How important you are
“If you could only sense how important you are to the lives of those you meet; how important you can be to the people you may never even dream of. There is something of yourself that you leave at every meeting with another person.” ― Fred Rogers
“Mister Rogers wasn’t a relic of a simpler time; he was a warrior in one of the most turbulent periods in American history. And he shows us, more than ever, how to cultivate our own heroism in the midst of chaos.” — Mary Elizabeth Williams
“…to think of Fred as a saintly person is to somehow absolve the rest of us from having to have a responsibility to live up to it. He worked hard at it, he struggled with it.”
— Morgan Neville
As you already know if you’ve been reading this blog for very long, Fred Rogers is one of my great heroes. My nephew emailed me yesterday about the new documentary “Won’t You Be My Neighbor?” which I knew was coming, but didn’t realize had already been released to a limited number of theaters. Now I’m searching for: 1. a cinema where it is showing, and 2. the time to go see it as soon as possible. I can’t wait to take Matt with me to see it. He’s as big a fan of Mr. Rogers as I am.

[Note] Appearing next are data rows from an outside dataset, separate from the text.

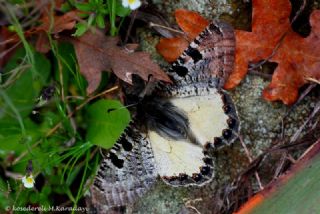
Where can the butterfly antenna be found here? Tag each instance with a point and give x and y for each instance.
(148, 87)
(116, 109)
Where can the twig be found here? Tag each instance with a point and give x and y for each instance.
(130, 27)
(151, 24)
(250, 160)
(313, 80)
(298, 132)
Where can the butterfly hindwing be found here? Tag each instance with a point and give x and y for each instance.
(132, 165)
(198, 76)
(126, 173)
(209, 56)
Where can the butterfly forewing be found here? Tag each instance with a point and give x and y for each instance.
(137, 158)
(126, 173)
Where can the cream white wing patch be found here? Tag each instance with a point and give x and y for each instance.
(174, 157)
(180, 123)
(206, 115)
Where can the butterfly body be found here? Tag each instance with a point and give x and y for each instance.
(175, 126)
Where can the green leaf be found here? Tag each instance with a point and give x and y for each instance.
(104, 128)
(81, 29)
(122, 11)
(68, 64)
(100, 21)
(23, 93)
(84, 7)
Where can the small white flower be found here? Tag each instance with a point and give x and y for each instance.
(133, 4)
(28, 181)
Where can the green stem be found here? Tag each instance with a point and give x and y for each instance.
(113, 30)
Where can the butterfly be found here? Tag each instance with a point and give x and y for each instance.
(176, 126)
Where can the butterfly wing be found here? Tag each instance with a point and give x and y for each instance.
(210, 57)
(197, 76)
(126, 173)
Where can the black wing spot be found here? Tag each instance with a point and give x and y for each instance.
(231, 123)
(180, 70)
(196, 177)
(227, 109)
(115, 160)
(126, 145)
(218, 142)
(208, 161)
(183, 176)
(194, 54)
(205, 170)
(215, 29)
(227, 133)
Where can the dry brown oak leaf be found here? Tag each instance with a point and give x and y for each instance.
(298, 58)
(97, 52)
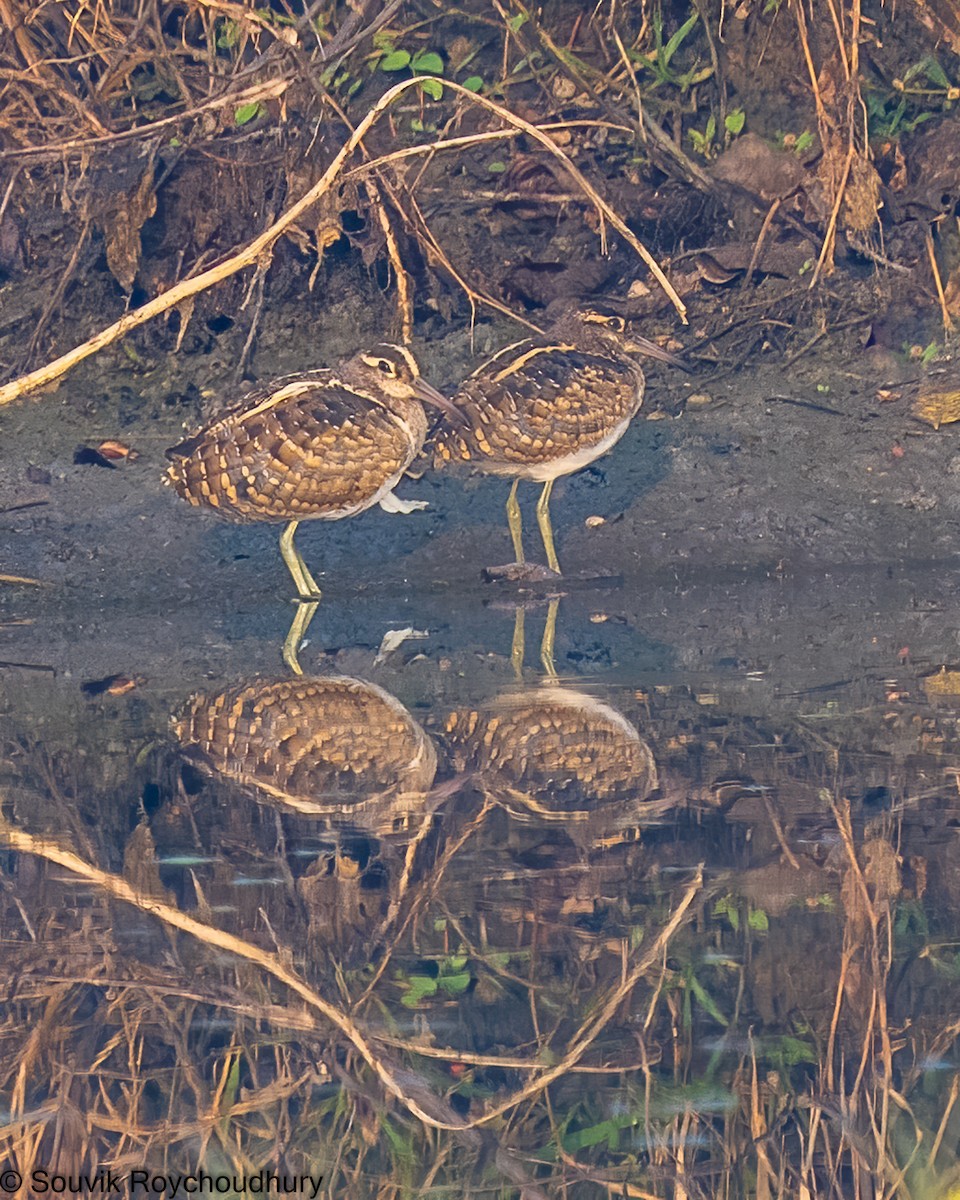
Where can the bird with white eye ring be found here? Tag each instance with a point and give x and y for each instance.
(550, 406)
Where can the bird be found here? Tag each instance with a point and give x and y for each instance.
(325, 745)
(317, 445)
(552, 755)
(549, 406)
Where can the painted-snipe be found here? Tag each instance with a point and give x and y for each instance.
(549, 406)
(325, 747)
(555, 755)
(312, 447)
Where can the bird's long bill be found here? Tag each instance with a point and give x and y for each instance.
(429, 394)
(637, 345)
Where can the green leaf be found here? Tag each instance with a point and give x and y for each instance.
(427, 61)
(418, 988)
(706, 1000)
(433, 88)
(455, 985)
(936, 75)
(396, 60)
(759, 921)
(246, 113)
(675, 43)
(803, 142)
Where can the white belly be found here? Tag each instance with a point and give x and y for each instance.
(577, 460)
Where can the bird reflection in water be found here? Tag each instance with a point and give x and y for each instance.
(337, 749)
(559, 757)
(325, 747)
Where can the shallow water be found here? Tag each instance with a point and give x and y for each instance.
(425, 919)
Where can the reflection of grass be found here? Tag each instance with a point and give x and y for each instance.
(195, 1048)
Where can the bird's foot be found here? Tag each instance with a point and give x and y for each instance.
(391, 503)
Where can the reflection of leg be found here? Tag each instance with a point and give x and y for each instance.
(514, 521)
(391, 503)
(304, 582)
(550, 637)
(301, 619)
(516, 651)
(546, 529)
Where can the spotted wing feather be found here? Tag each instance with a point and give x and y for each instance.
(305, 447)
(541, 403)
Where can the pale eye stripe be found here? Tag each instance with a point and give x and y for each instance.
(520, 363)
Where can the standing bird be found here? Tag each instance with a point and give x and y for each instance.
(549, 406)
(312, 447)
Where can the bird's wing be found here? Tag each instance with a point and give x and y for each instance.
(541, 403)
(303, 447)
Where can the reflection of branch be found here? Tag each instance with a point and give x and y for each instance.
(119, 888)
(262, 246)
(594, 1026)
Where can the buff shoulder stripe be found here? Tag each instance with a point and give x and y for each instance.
(523, 359)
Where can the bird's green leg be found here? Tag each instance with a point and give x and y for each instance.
(306, 586)
(546, 529)
(516, 649)
(301, 619)
(550, 637)
(514, 521)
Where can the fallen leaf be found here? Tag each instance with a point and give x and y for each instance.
(942, 683)
(937, 408)
(113, 449)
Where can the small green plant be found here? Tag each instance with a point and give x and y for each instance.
(887, 118)
(424, 63)
(451, 981)
(659, 61)
(733, 124)
(247, 113)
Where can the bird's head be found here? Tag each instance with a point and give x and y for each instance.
(393, 372)
(595, 325)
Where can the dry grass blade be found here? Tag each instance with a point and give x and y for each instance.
(273, 964)
(263, 245)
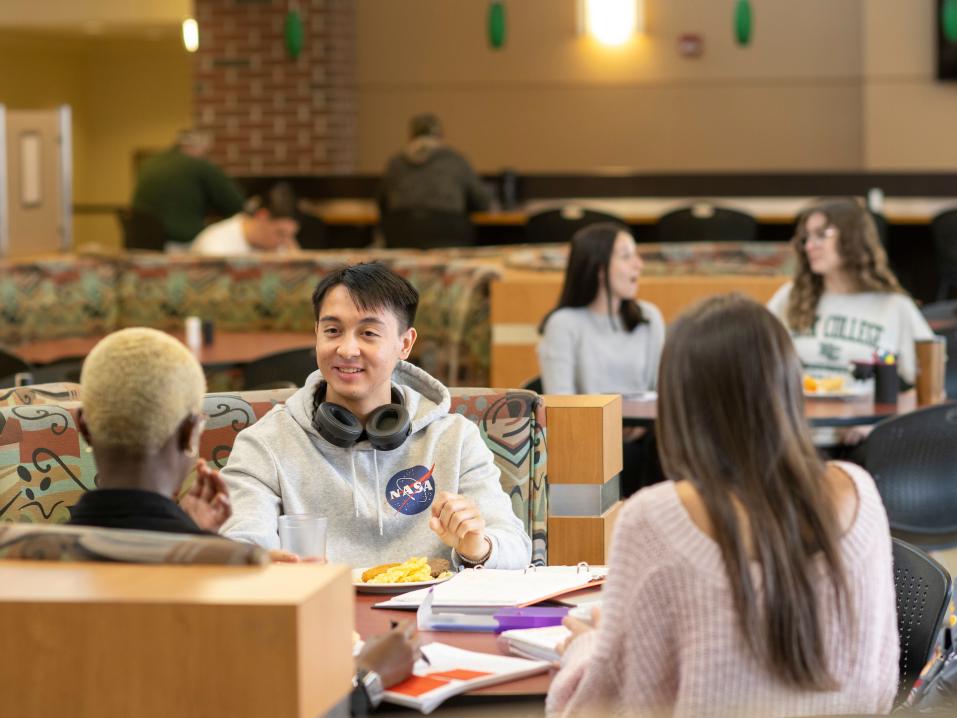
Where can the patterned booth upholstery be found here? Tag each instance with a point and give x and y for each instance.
(45, 464)
(81, 296)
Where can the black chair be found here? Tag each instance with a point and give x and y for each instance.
(945, 313)
(943, 229)
(559, 225)
(923, 590)
(280, 370)
(427, 229)
(65, 369)
(913, 459)
(10, 365)
(312, 232)
(141, 230)
(704, 223)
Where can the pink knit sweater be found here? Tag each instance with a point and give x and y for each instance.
(669, 642)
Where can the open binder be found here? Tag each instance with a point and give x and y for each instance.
(485, 590)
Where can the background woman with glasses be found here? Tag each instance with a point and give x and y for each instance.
(845, 303)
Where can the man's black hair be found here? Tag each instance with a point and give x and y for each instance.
(372, 286)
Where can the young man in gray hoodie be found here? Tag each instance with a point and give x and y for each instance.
(369, 443)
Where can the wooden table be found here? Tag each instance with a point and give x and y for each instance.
(227, 349)
(371, 621)
(819, 412)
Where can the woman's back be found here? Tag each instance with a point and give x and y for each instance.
(671, 632)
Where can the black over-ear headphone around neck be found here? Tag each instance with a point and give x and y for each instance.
(386, 428)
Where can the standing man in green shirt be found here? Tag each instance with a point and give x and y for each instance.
(180, 188)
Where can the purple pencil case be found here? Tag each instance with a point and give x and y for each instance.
(532, 617)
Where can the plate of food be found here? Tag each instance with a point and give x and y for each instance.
(835, 386)
(417, 572)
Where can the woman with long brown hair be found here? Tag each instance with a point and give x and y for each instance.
(845, 303)
(758, 580)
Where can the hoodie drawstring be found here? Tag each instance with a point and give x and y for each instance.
(355, 495)
(378, 500)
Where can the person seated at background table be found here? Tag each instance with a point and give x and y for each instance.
(845, 303)
(430, 175)
(268, 225)
(180, 187)
(758, 580)
(600, 340)
(369, 443)
(142, 394)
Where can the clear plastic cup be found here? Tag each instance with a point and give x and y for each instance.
(303, 535)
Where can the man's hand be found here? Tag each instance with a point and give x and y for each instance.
(457, 521)
(392, 654)
(207, 501)
(578, 628)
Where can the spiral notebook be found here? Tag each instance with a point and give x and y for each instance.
(452, 671)
(484, 590)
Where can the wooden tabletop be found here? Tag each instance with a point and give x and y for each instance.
(227, 349)
(372, 621)
(819, 412)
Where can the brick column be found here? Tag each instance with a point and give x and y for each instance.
(271, 114)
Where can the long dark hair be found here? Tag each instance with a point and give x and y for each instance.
(862, 256)
(590, 255)
(731, 421)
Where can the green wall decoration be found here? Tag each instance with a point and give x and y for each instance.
(496, 24)
(948, 20)
(294, 33)
(743, 22)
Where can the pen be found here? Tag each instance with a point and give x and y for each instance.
(395, 624)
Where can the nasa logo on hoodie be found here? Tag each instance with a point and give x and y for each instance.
(411, 491)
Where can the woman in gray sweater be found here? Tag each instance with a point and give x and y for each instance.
(601, 340)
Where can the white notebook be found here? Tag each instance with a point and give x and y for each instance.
(454, 670)
(536, 643)
(487, 589)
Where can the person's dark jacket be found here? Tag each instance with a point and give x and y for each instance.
(131, 509)
(430, 175)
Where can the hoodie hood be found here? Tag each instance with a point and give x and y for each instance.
(420, 150)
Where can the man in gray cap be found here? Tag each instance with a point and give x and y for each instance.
(430, 175)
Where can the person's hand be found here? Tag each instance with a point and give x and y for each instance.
(207, 501)
(457, 521)
(392, 654)
(578, 628)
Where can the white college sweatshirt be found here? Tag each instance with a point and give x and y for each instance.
(377, 502)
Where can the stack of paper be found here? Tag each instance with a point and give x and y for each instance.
(538, 643)
(487, 590)
(452, 671)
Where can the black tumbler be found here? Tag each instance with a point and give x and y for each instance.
(207, 332)
(886, 384)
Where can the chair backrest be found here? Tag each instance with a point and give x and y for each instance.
(10, 365)
(141, 230)
(946, 312)
(923, 590)
(943, 229)
(47, 467)
(913, 459)
(714, 224)
(427, 229)
(55, 393)
(559, 225)
(290, 367)
(50, 542)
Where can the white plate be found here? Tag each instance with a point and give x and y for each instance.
(363, 587)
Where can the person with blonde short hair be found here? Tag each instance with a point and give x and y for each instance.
(142, 394)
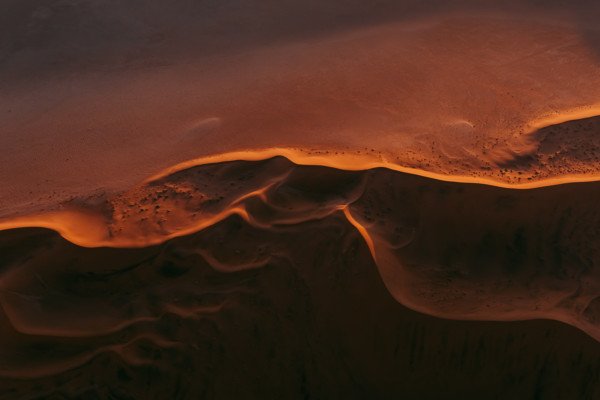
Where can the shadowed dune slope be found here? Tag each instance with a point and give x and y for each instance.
(236, 311)
(453, 250)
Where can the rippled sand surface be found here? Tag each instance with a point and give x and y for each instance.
(362, 200)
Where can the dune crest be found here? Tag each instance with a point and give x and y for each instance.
(450, 249)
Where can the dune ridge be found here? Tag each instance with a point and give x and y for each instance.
(448, 249)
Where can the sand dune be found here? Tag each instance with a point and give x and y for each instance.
(454, 250)
(290, 286)
(359, 199)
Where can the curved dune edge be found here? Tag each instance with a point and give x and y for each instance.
(363, 163)
(87, 229)
(90, 229)
(564, 116)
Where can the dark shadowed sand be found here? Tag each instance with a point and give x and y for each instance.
(299, 199)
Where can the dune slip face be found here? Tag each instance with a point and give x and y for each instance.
(299, 199)
(170, 272)
(454, 250)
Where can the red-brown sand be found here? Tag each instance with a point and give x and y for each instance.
(299, 199)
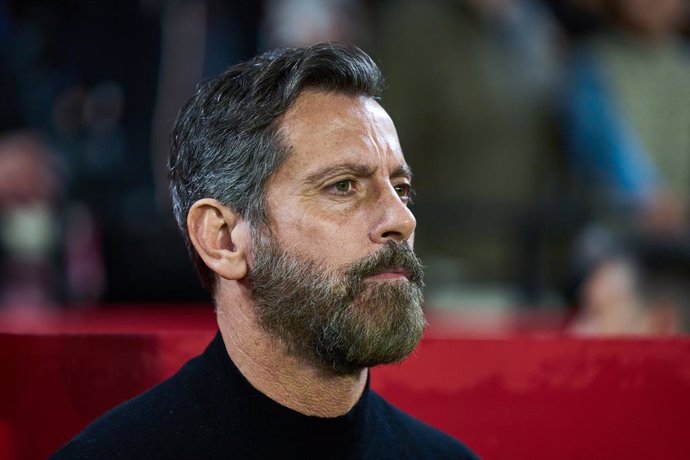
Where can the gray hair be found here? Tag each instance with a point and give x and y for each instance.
(226, 143)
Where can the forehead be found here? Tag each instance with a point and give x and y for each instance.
(324, 127)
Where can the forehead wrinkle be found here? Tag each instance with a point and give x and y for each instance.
(356, 169)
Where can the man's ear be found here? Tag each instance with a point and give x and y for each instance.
(220, 237)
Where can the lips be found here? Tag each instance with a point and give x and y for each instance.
(396, 273)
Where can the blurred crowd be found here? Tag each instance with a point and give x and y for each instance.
(550, 142)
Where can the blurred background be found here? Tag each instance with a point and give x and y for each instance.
(550, 142)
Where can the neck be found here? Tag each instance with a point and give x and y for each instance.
(266, 364)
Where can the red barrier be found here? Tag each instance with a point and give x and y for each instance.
(506, 398)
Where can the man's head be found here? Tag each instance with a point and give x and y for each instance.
(288, 179)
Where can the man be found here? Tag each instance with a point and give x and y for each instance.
(291, 190)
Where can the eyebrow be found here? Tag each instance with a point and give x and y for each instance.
(356, 169)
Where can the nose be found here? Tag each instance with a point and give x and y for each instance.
(395, 221)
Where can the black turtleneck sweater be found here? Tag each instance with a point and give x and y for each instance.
(209, 410)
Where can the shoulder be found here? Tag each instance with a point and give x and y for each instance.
(416, 438)
(155, 424)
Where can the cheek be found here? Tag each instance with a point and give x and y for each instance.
(333, 238)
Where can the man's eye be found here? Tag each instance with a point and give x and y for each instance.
(404, 191)
(343, 186)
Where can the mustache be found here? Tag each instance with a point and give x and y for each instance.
(393, 256)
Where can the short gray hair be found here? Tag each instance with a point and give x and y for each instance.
(226, 144)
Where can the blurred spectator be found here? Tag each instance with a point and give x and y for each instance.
(49, 251)
(639, 288)
(470, 88)
(293, 23)
(628, 116)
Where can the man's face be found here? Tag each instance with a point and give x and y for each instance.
(335, 278)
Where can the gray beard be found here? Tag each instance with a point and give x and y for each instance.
(337, 320)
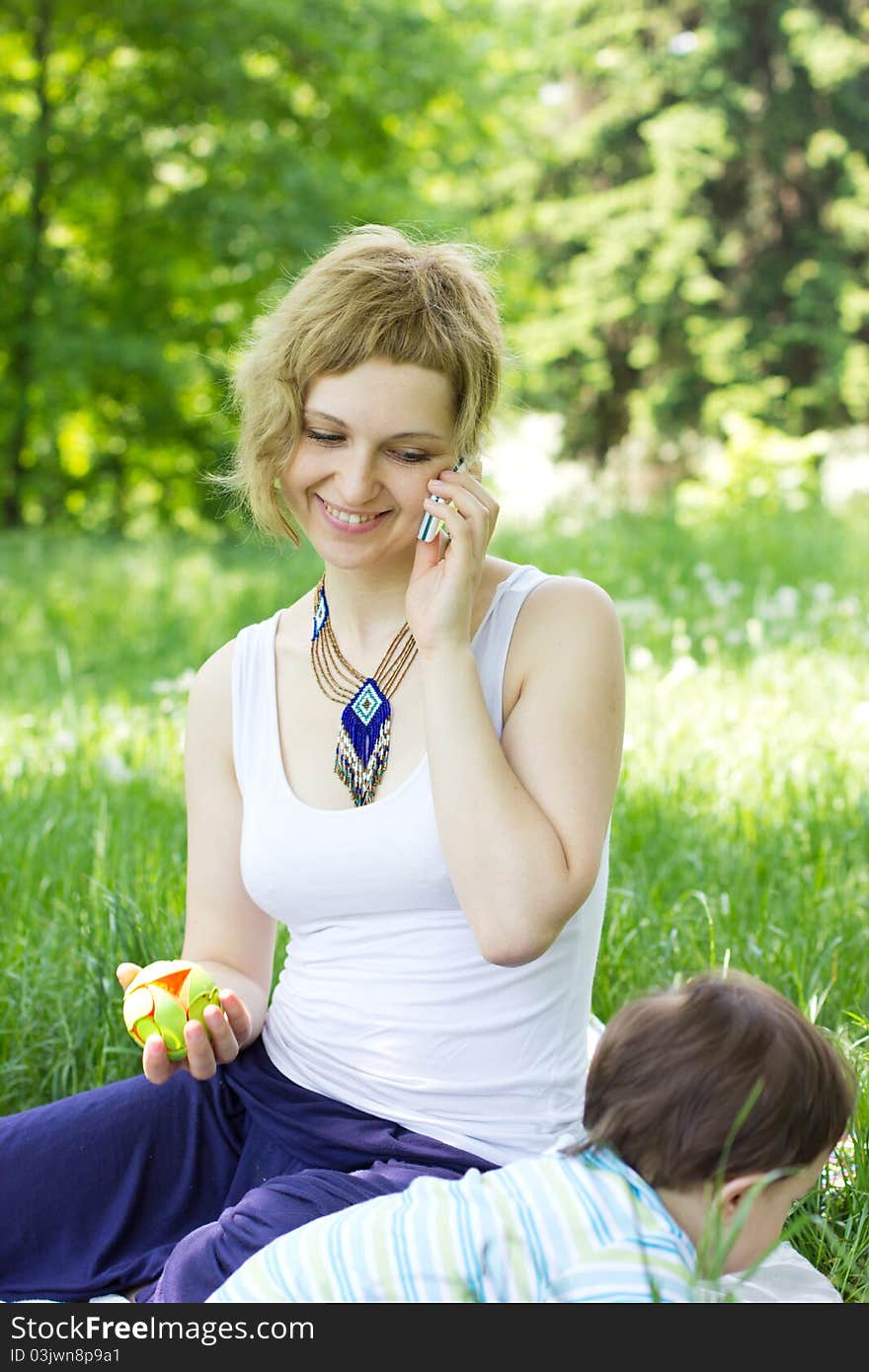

It’s hard to believe that over 15 years have passed since Mr. Rogers died, but I remember having my brief letter to the editor published in the San Francisco Chronicle shortly after his death. (My letter appeared in the print edition, but it’s available online too; if you scroll down this archived page about halfway, you’ll see it.) So much has happened during that 15 years, but the essential message Mr. Rogers brought to the world is more needed than ever.
The trailer to the film is linked above at Mr. Rogers’ name. If you watch it, you might understand why I’m so eager to see the film. The other two quotes, from a film reviewer and the film’s director, offer additional perspective in the linked articles. The film was produced by Nicholas Ma, son of famed cellist Yo-Yo Ma, who was a close friend of Mr. Rogers.
Given the many times I’ve mentioned Mr. Rogers on this blog (including here, in one of my favorite posts), and the abundance of current publicity surrounding the film, I really don’t feel the need to add anything more.
Except maybe one thought. As Mr. Rogers said, you leave something of yourself at every meeting with another person. Many, many of you have participated in this blog to the extent that we feel we know each other. In coming here and joining the conversation, you have left us with a part of yourself. Something you’ve said may be important to people you never even dream of. And I know how important you have been to me. Mr. Rogers understood that all sorts of people can and should be neighbors. I think he’d agree that this blog, too, is a neighborhood…and I’m so glad you are my neighbor!